Ain’t That A VHIT
By Von C. Howard
There’s a certain irony in working in spaces designed to serve people yet finding ourselves trapped by the very processes that were meant to protect them. It’s that moment when compassion meets compliance, and compliance wins. When the urgency to act is stalled by the need to authorize, to verify, to sign off. And so, we wait. Not because we don’t care, but because “the paper” hasn’t cleared.
You see, paper, whether literal or digital, has become both our shield and our shackle. It’s how we document, justify, and, let’s be honest, CYA (cover your “a..”ctions). Policies, approvals, and procurement pathways are supposed to safeguard fairness and accountability. But sometimes, they strangle momentum, leaving good people stuck in the thick of red tape while the people we’re supposed to help continue waiting.
It’s a frustrating place to be, when your heart says move, but the system says wait. When you have a solution in hand, but a signature stands in the way. And what makes it worse is that the intention behind the rules isn’t wrong. Accountability matters. Documentation matters. But when the process becomes so burdensome that it paralyzes progress, it forces you to ask: who are we really protecting?

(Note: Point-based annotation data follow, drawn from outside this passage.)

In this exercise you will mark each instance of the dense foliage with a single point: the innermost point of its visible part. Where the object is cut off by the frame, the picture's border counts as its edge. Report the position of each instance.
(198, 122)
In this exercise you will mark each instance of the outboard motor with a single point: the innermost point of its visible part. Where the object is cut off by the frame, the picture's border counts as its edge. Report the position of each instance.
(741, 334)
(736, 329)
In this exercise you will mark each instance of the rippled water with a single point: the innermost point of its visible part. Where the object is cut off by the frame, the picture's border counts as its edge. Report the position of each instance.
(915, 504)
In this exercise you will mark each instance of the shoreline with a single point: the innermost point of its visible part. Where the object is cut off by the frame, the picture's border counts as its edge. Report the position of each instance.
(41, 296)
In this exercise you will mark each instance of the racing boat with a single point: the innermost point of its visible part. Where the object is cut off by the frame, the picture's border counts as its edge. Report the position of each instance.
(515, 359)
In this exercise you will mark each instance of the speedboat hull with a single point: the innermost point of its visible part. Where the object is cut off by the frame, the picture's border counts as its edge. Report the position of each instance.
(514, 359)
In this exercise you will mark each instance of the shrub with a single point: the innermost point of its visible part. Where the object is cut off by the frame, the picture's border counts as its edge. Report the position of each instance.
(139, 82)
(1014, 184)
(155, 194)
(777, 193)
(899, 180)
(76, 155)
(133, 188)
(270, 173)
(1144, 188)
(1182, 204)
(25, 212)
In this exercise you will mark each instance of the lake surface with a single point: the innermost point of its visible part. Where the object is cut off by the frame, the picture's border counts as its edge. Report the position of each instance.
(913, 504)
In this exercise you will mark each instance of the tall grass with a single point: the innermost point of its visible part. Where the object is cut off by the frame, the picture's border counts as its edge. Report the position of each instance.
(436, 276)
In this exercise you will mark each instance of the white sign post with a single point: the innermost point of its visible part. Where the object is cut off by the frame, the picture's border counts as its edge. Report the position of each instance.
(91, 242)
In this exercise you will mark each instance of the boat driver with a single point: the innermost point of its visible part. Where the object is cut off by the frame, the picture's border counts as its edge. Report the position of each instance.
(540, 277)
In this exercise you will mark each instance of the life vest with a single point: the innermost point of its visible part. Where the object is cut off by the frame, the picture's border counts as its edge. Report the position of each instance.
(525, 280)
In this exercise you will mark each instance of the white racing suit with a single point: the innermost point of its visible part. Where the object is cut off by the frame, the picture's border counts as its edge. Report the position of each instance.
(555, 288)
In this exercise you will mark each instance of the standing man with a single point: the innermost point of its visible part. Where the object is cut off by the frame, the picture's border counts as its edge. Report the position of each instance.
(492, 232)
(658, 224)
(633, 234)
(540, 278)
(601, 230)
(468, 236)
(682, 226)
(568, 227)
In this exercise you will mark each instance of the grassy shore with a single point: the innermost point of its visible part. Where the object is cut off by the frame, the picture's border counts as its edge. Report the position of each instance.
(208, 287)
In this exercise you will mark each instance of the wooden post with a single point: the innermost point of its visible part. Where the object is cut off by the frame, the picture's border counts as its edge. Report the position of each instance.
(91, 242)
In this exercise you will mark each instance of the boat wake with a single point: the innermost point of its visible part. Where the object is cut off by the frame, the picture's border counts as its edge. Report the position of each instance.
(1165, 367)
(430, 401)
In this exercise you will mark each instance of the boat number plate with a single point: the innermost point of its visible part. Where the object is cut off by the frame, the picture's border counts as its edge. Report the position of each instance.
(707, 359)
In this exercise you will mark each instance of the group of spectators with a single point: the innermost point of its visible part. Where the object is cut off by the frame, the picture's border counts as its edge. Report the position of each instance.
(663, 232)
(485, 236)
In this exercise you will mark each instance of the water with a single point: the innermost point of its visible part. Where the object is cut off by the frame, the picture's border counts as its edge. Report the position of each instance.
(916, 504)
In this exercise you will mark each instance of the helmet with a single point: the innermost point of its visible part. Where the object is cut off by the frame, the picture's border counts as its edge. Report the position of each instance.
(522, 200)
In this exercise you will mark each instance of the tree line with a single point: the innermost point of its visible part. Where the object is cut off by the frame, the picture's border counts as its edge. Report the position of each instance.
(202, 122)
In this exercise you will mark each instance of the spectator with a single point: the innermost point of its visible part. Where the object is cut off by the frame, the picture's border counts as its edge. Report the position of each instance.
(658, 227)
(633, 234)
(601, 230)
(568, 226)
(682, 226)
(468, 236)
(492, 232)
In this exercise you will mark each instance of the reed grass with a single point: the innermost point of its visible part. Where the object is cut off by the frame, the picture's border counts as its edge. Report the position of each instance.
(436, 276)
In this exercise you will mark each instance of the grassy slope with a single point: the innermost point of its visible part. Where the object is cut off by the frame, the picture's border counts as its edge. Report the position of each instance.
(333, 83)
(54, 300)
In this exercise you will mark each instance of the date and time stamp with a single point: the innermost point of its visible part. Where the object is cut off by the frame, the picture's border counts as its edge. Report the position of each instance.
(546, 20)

We’ve all seen it happen: a community in need, a family waiting for relief, a project delayed over one missing form or an unclear approval chain. Sometimes it feels like the machine that was built to serve the people has forgotten that the people come first. And in that gap between paperwork and purpose, frustration festers.
Yet even in that frustration, there is hope. Because frustration is often the birthplace of reform. It forces us to rethink how we work, not just what we do. It challenges leaders to streamline, to trust, and to remember that while the paper may record our actions, people record our impact.
So yes, paper prevents production, until we decide that efficiency and empathy can coexist. Until we choose to be brave enough to ask, “How can we do this better?”
Maybe the next authorization won’t just be a signature on a form, but a sign that we’ve learned to balance order with urgency, and policy with purpose.
Because at the end of the day, the true measure of service isn’t how perfect the paperwork is, it’s how many lives we were able to touch while the ink was still drying.
“Let all things be done decently and in order.” — 1 Corinthians 14:40 But let them also be done in time.